Weniger neue Stellen Paus rudert bei Streit über Kindergrundsicherung zurück
Die Ampel-Koalition streitet weiter über die Kindergrundsicherung: Familienministerin Paus will nach heftiger Kritik nun versuchen, mit weniger neuen Stellen auszukommen. Aus Reihen der FDP wird ein neuer Gesetzentwurf gefordert.
Bundesfamilienministerin Lisa Paus geht in der Diskussion über die geplante Kindergrundsicherung davon aus, dass die kritisierte Zahl von zusätzlich 5.000 Behördenstellen zumindest nicht auf Dauer benötigt wird.
"Ich bin mir sicher, dass unter anderem durch Synergieeffekte und konsequente Digitalisierung die Gesamtzahl der Stellen noch reduziert werden kann", sagte die Grünen-Politikerin der Nachrichtenagentur dpa. "Ich kann verstehen, dass die Zahl, die im Umlauf ist, Diskussionen verursacht. Es handelt sich dabei um Prognosen der Bundesagentur für Arbeit. Natürlich schauen wir uns sehr genau an, wo es Möglichkeiten zur Reduzierung des Verwaltungsaufwandes gibt."
Paus: Geht darum, Kinder aus der Armut zu holen
Paus sagte, es gehe nicht um mehr Stellen, sondern darum, Kinder aus der Armut zu holen. Sie wies erneut darauf hin, dass man mit dem Vorhaben "die bürokratischen Hürden für Familien in unserem Land deutlich verringern" wolle. "Sie verdienen gute Beratung und Betreuung. Und vor allem sollen sie einfacher die Unterstützung erhalten, auf die sie Anspruch haben. Wenn mehr Familien Anträge stellen, müssen diese auch bearbeitet werden."

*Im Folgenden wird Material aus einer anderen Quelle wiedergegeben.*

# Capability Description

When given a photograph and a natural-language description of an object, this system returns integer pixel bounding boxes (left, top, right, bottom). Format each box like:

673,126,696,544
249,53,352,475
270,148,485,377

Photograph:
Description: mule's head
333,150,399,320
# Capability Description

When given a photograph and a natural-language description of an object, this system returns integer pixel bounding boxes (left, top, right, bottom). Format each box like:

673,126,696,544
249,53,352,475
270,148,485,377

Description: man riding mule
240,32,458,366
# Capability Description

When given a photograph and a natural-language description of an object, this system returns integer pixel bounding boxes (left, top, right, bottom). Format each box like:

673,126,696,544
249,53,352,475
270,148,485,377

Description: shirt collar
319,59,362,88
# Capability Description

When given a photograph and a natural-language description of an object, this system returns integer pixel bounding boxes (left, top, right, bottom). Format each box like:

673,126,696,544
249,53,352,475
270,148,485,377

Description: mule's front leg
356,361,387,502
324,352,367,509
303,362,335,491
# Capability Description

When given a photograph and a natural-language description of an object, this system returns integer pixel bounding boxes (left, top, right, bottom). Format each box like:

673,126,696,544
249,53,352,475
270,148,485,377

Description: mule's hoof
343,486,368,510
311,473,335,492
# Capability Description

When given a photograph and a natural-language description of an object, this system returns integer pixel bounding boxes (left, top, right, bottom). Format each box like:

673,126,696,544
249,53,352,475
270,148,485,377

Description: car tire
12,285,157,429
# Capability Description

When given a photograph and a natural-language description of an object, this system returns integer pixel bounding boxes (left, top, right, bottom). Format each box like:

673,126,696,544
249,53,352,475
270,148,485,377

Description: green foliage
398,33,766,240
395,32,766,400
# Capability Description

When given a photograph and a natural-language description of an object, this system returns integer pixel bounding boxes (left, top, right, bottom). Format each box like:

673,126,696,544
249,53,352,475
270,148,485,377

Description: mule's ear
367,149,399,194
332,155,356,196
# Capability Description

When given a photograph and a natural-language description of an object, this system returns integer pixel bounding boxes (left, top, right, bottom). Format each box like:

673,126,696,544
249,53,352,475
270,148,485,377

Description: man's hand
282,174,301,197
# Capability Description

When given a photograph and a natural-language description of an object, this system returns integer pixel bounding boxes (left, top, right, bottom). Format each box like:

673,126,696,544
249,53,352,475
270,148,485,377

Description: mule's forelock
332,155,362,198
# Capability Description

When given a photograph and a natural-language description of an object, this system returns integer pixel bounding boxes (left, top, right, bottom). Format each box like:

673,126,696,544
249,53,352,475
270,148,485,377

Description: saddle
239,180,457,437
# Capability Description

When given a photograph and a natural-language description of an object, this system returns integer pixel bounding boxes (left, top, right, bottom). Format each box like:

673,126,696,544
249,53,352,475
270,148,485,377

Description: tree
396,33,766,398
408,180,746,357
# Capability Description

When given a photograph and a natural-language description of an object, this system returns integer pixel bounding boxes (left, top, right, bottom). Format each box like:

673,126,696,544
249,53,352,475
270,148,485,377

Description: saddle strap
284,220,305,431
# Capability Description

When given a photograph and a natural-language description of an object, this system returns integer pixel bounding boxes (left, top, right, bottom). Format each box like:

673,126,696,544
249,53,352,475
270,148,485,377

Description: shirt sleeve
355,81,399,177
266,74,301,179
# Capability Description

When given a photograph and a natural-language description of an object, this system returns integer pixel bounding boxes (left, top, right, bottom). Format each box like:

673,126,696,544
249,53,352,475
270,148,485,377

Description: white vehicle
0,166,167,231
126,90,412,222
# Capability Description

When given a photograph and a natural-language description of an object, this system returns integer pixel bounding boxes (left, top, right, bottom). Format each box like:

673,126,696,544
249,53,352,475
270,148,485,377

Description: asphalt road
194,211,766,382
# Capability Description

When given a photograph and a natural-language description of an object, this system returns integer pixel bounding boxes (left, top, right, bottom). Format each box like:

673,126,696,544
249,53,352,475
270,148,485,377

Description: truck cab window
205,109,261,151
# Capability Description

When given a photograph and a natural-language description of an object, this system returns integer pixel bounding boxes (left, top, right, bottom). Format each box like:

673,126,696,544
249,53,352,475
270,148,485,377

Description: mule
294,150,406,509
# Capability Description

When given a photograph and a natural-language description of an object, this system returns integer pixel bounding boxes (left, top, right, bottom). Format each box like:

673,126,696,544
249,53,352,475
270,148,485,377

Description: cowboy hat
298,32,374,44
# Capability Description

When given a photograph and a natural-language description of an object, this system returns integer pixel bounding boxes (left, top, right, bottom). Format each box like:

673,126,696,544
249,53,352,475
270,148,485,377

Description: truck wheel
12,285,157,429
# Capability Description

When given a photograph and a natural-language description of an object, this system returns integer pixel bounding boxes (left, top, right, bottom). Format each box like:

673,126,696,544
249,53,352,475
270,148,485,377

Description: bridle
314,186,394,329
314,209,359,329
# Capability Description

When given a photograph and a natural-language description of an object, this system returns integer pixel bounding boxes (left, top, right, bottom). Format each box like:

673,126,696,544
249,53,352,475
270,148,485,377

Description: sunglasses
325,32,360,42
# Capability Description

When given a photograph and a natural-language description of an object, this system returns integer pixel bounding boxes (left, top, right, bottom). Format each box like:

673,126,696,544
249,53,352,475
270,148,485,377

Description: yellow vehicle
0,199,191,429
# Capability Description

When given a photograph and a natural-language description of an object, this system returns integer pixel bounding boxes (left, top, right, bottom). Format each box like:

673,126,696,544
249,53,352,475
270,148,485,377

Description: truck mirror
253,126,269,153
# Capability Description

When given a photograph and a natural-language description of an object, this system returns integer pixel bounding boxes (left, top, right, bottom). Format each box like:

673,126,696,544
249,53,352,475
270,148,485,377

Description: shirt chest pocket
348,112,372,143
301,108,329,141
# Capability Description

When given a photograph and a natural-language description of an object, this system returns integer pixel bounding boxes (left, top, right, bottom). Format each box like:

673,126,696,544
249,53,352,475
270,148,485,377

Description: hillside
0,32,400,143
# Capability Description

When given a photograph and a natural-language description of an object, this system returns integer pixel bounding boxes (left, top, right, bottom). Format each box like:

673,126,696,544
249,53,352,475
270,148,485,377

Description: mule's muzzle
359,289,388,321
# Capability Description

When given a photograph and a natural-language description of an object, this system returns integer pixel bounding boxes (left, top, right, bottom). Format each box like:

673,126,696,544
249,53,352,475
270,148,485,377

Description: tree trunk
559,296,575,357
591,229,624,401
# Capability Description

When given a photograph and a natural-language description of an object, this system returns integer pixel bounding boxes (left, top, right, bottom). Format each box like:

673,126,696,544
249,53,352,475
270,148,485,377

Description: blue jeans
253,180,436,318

Dafür brauche es natürlich auch die entsprechenden Strukturen, so Paus. "Die müssen effizient aufgestellt werden, gerade weil wir uns gemeinsam dem Bürokratieabbau verpflichtet haben." Die Bundesregierung habe sich auf die Kindergrundsicherung geeinigt. "Dabei geht es um weniger Bürokratie und mehr für Kinder. Es ist gut, dass sie im Kabinett beschlossen wurde - jetzt sollten und werden wir die parlamentarischen Verhandlungen auf normalem Wege weiterführen."
FDP fordert neuen Entwurf
Vor allem der Koalitionspartner FDP hat kritisiert, dass für die Umsetzung bei den örtlichen Familienbehörden 5.000 zusätzliche Stellen geschaffen werden sollen. Die Liberalen halten Paus' Gesetzentwurf deshalb so nicht für zustimmungsfähig. Die Kindergrundsicherung gilt als das sozialpolitische Prestigeprojekt der Grünen. Bisherige Leistungen wie das Kindergeld, Leistungen aus dem Bürgergeld für Kinder oder der Kinderzuschlag sollen gebündelt werden.
Und der Streit in der Koalition hält weiter an: Aus der FDP wird nun ein neuer Gesetzentwurf gefordert. Der vorliegende Entwurf von Paus sei "handwerklich schlecht, nicht zu Ende gedacht und hat juristische Lücken", sagte der stellvertretende FDP-Bundestagsfraktionsvorsitzende Christoph Meyer dem Redaktionsnetzwerk Deutschland.
Es gehe um ein komplexes Gesetzesvorhaben, sagte Meyer zu den Plänen, Leistungen wie das Kindergeld, den Kinderzuschlag und Beträge aus dem Bürgergeld für Kinder ab 2025 zu bündeln. "Ich kann mir nicht vorstellen, dass das Parlament vor Lisa Paus' Zeitplan oder ihren wirren Forderungen buckelt", fügte der FDP-Politiker hinzu.
AWO fordert schnelle Lösung
Derweil rief der Präsident der Arbeiterwohlfahrt (AWO), Michael Groß, die Ampel-Koalition dazu auf, den Konflikt beizulegen. "Wir erwarten eine schnelle Lösung", sagte er den Zeitungen der Funke Mediengruppe. "Für uns ist es nicht hinnehmbar, dass dieses wichtige Vorhaben nun durch einen Streit über Verwaltungsstellen weiter verzögert wird." Die Kindergrundsicherung müsse "endlich kommen", und sie müsse automatisiert ausgezahlt werden.
Das Kabinett hatte im September einen Gesetzentwurf mit dem Ziel verabschiedet, dass die Kindergrundsicherung am 1. Januar 2025 in Kraft tritt. Nach Bedenken der Bundesagentur für Arbeit und des Bundesrats kündigte die Bundesregierung im Dezember an, den Zeitplan zu überprüfen.